A list of papers and advisors will be available (see examples below), but the student/advisor may also suggest their own paper. Of course, if the paper is chosen by the student the agreement of the advisor will be required. Suitability of all papers will be assessed by the Methods Requirement Committee, which will consist of 4 members, two from Stat and 2 from Biostat. Obvious candidate members are the lecturers of 570 and 571. The committee will have the final say on the suitability of the paper. The grading of the paper/oral will be carried out by the exam committee. The grading of the paper/oral will be carried out by the exam committee which will attend all talks.

In the written report and oral the students will be expected to:

1. Summarize the main contributions and novelty of the paper. This may include reading additional literature in order to understand the paper’s genesis, and to assess the paper’s subsequent impact.
2. Understand all of the analytical work in the paper, including ‘filling in the details’ of analytic arguments.
3. Reproduce at least a subset of the simulation studies and data analyses in the paper.
4. Critique the paper.
   

The student and faculty advisor will meet regularly (weekly) over the course of the paper study.
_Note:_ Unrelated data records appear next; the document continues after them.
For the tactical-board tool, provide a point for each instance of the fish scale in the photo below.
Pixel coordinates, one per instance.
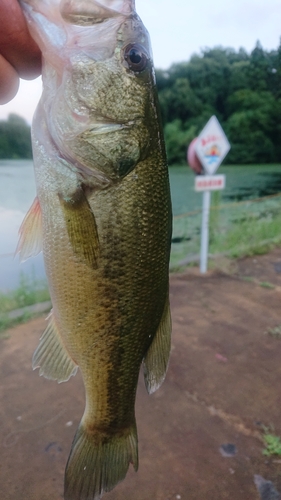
(103, 211)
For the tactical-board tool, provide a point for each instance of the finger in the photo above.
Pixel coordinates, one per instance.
(16, 43)
(9, 81)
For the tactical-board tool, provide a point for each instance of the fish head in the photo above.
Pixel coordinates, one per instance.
(103, 115)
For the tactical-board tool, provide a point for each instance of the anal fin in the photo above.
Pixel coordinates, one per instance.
(51, 356)
(30, 233)
(157, 357)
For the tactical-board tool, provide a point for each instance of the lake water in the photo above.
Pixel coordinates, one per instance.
(17, 191)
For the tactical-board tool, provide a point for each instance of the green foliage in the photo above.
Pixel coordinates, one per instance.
(272, 443)
(242, 90)
(15, 140)
(30, 291)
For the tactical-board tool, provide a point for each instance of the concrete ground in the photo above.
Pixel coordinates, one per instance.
(200, 435)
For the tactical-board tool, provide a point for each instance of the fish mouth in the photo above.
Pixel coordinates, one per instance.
(105, 127)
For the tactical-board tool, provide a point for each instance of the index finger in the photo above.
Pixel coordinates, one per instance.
(16, 44)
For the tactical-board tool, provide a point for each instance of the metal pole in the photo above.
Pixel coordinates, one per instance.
(205, 232)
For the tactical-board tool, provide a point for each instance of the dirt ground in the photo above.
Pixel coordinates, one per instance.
(223, 385)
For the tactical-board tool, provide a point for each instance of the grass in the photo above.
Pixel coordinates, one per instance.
(235, 230)
(272, 443)
(30, 291)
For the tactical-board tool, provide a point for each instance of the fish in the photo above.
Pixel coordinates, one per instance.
(102, 217)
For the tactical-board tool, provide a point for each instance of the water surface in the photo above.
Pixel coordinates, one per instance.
(17, 191)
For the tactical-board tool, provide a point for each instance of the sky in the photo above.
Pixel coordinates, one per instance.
(180, 28)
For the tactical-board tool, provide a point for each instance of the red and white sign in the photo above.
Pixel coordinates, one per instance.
(209, 182)
(212, 146)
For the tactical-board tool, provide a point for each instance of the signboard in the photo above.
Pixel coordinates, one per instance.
(209, 182)
(212, 146)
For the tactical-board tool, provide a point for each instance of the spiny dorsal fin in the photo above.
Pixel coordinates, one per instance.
(81, 227)
(157, 357)
(30, 233)
(51, 356)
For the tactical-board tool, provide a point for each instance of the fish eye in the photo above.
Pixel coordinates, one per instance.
(136, 57)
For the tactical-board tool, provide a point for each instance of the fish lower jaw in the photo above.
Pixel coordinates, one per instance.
(104, 128)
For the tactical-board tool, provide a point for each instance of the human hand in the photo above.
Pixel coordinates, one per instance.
(20, 57)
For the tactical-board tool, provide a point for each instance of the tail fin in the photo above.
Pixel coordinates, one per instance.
(98, 462)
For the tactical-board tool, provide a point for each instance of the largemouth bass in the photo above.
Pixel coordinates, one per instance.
(102, 216)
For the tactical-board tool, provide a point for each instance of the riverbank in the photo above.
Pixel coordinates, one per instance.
(201, 434)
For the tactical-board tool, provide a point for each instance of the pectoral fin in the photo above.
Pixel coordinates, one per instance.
(51, 356)
(30, 233)
(81, 228)
(157, 357)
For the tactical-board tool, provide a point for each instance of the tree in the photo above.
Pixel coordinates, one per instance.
(15, 140)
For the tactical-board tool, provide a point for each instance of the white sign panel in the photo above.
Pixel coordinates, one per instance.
(209, 182)
(212, 146)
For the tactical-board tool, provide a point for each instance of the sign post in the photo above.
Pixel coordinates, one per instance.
(210, 147)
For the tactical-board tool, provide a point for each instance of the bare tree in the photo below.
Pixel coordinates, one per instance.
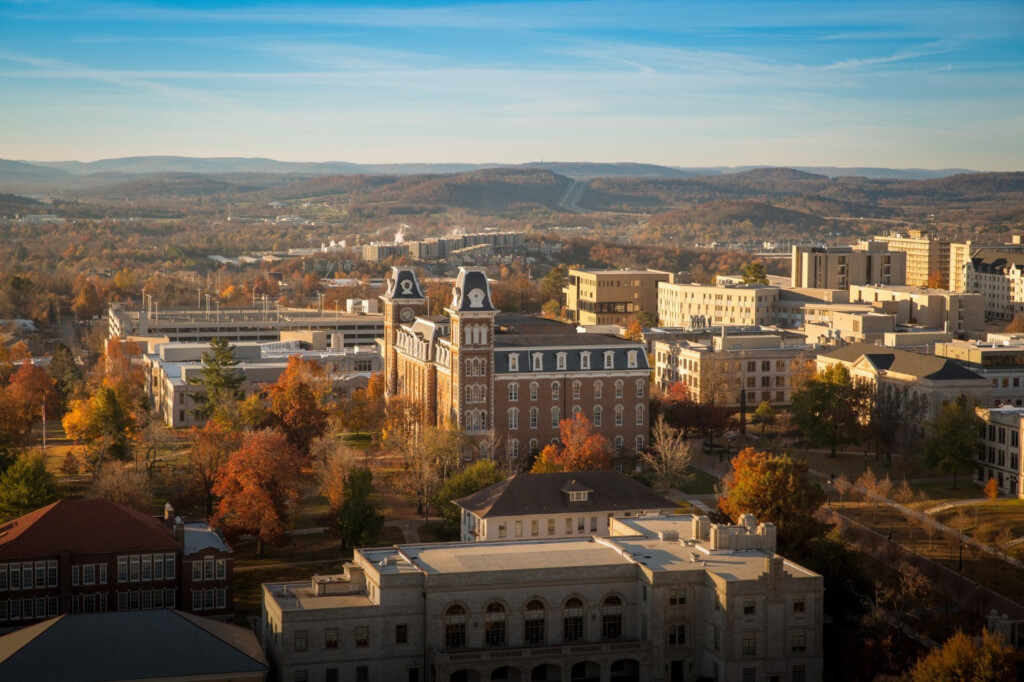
(668, 458)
These meetings may commence before Spring quarter begins. During Spring quarter, students taking 572 will meet as a group to discuss and present their papers.

The Methods prelim presents an opportunity for students and their faculty advisors to work with each other, on work related to substantial advances in methodology. The Methods prelim may (ideally) serve as a lead-in to thesis work.

Advantages:

• Alignment between 572 (recent methodology advances) and content of 570 and 571 (established methodology)
• Fosters greater student-faculty exchange, both between advisor and advisee, but also via the ‘study section’ of graders
• An early opportunity for students to immerse themselves in a research area
• Having the methods requirement satisfied by mid-June will free up time for students to begin (or continue) their PhD research over the summer
• Students following the Statistical Genetics pathway will usually have taken Stat/Biost 550 before they take the Methods sequence. This will give them some background knowledge useful if/when they choose statistical genetics methods paper for 572.
  

Disadvantages:

• Lots of faculty involvement
• An extra requirement for Biostat students.
  

Examples of potential papers:

1.      Liang KY, Zeger SL and Qaqish B (1992). Multivariate regression analyses for categorical data (with discussion). Journal of the Royal Statistical Society, Series B, 54, 3-40.

2.      Prentice and Sheppard (1995). Aggregate data studies of disease risk factors. Biometrika, 82, 113-125.

3.      Zeger SL, Liang K-Y and Albert PS (1988).  Models for longitudinal data: A generalized estimating equation approach, Biometrics, 44, 1049-1060.

4.      Cai T, Tian L, Solomon SD and Wei LJ (2008). Predicting future responses based on possibly mis-specified working models. Biometrika 95, 75-92.

5.      Gong, G. (1981). Pseudomaximum likelihood estimation: theory and applications. Ann. Statist. 9, 861-869.

6.      Zhang M, Tsiatis AA, Davidian M (2008). Improving efficiency of inferences in randomized clinical trials using auxiliary covariates. Biometrics, 64(3): 707-715.

7.      Gui, and Li (2005). Penalized Cox regression analysis in the high-dimensional and low-sample size settings, with applications to microarray gene expression data. Bioinformatics Vol. 21, 3001-3008.

8.      Donnelly CA, Laird NM, Ware JH (1995). Prediction and creation of smooth curves for temporally correlated longitudinal data.  JASA 90: 984-989.

The “Breakthroughs in Statistics” volumes will also provide papers. Papers may be recycled year-to-year, but a copy of all reports will be kept, to help protect against plagiarism.